鈴木:初めてその作品を聞いたときはびっくりしました。僕が感じた音の魅力と、ああいうことがやりたいという感覚がぴったり一致していて。体をくすぐるように音が駆けめぐったり、体内を通過したり、僕の演奏した音もどんどん魅力的な音になっていて。僕は昔からそんなふうに音で遊んでくれる人がほしかったので、いまやevalaさんは僕のおじいちゃんみたいな存在なんです(笑)。
おふたりの共通点はどこにあると思いますか?
evala:僕が意識しているのは、視覚的な情報に頼ることなく「耳で視る」という体験を生み出すことです。それが「See by Your Ears」というプロジェクトの由来であり、圧倒的に身体の知覚を研ぎ澄ませることから生まれる豊かさや、一人ひとり異なるイマジネーションを引き出すことをコンセプトとしています。よくサウンドアートというと、特異な音を出すとか、音圧で攻めるとか、アウトプット重視のアプローチをする方も多いですが、僕と鈴木さんの共通点はいかに「耳をひらかせるか」に重きを置いているところではないかと思いますね。
目に見えないものへの意識を拡げる
今回の新作にあたって、お互いどのようにイメージを広げていったのでしょうか。
鈴木:僕の音をevalaさんに料理してもらいたいというまず望みがあって。僕ができるのは音に耳を傾けることなので、そこに徹することで、一緒に空間を作っていきたいと思いました。それに現代人はどんどん忙しくなっているから、《点音(o to da te)》であそぶような道草の精神がどんどん忘れられています。
特に今回の新作である《観測点星》は、北斗七星をテーマとしていますが、昔から7つの星は人類の縁(よすが)というか、海洋民族は星を目印に航海をしていたし、先祖の霊も北極星に向かうと考えられていた時代もありました。そうした古代人の精霊や目に見えないものへの意識をよみがえらせられないかと。

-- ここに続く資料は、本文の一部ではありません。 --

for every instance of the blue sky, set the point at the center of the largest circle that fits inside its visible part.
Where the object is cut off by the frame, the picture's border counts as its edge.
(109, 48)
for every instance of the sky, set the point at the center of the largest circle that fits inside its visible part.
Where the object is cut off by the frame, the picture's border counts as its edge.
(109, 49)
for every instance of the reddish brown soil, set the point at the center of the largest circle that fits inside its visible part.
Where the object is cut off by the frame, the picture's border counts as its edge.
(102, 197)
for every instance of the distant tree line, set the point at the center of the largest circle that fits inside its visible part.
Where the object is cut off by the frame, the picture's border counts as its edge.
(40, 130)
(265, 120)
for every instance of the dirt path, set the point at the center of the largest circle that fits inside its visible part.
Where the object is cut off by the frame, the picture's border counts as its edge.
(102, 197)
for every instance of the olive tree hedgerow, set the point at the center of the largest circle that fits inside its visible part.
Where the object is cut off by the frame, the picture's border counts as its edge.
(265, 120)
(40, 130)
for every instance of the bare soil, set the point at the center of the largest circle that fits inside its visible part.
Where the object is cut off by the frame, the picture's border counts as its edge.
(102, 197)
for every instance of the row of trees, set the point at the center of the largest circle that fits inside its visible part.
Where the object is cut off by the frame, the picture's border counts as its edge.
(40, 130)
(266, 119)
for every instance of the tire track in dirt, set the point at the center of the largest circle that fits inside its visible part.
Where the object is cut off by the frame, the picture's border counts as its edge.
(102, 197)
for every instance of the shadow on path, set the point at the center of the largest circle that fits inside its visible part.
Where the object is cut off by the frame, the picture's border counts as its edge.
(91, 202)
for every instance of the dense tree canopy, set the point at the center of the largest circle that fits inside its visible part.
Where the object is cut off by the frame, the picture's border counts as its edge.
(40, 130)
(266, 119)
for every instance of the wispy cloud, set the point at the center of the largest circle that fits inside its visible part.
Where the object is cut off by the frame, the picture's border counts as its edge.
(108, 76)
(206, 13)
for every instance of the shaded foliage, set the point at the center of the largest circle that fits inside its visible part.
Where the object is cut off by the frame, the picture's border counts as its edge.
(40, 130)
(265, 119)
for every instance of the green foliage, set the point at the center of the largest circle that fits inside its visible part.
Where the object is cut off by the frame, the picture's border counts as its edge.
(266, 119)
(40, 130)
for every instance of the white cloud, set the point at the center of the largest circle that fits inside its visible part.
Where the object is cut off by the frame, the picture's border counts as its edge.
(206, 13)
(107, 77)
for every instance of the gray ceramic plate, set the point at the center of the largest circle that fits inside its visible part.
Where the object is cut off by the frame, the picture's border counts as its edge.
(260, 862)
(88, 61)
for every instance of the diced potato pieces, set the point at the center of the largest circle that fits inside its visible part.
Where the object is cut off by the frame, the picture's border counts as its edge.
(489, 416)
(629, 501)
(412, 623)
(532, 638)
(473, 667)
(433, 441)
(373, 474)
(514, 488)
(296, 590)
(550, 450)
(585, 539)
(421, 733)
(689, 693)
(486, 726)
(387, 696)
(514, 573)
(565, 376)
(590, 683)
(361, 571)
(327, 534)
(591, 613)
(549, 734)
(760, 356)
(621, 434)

日本の庭園はよく借景といいますが、宇宙を借景とした庭造りをこの万象園でさせていただいたと思っています。また7つの星の造形は、能舞台の原型でもあるんです。昼間の景色も美しいですが、夜空を見上げながら立ってみたい場所でもありますね。
evala:昭男さんは喫茶店にあるマドラーでも、土産物屋で買ったカップでも、何でも楽器にしてしまう音の魔法使いだと思います。僕も音のいたずらが好きなので、いまここに聞こえている音が、リアルなものなのか、ヴァーチャルかもわからなくなる空間をつくりたかった。特にいままでは無響室をはじめ、閉鎖された箱のなかで体験してもらう作品が多かったのですが、今回はオープンに開け放たれた茶室の中で、外の音の生態系がひとつの部屋に集結し、飛行機がいますぐそこを飛んでいると錯覚するような音もあれば、夏から秋へと季節がゆるやかに変遷する音もある、そんなふうに位相が次々と変換されるような体験になればいいなと。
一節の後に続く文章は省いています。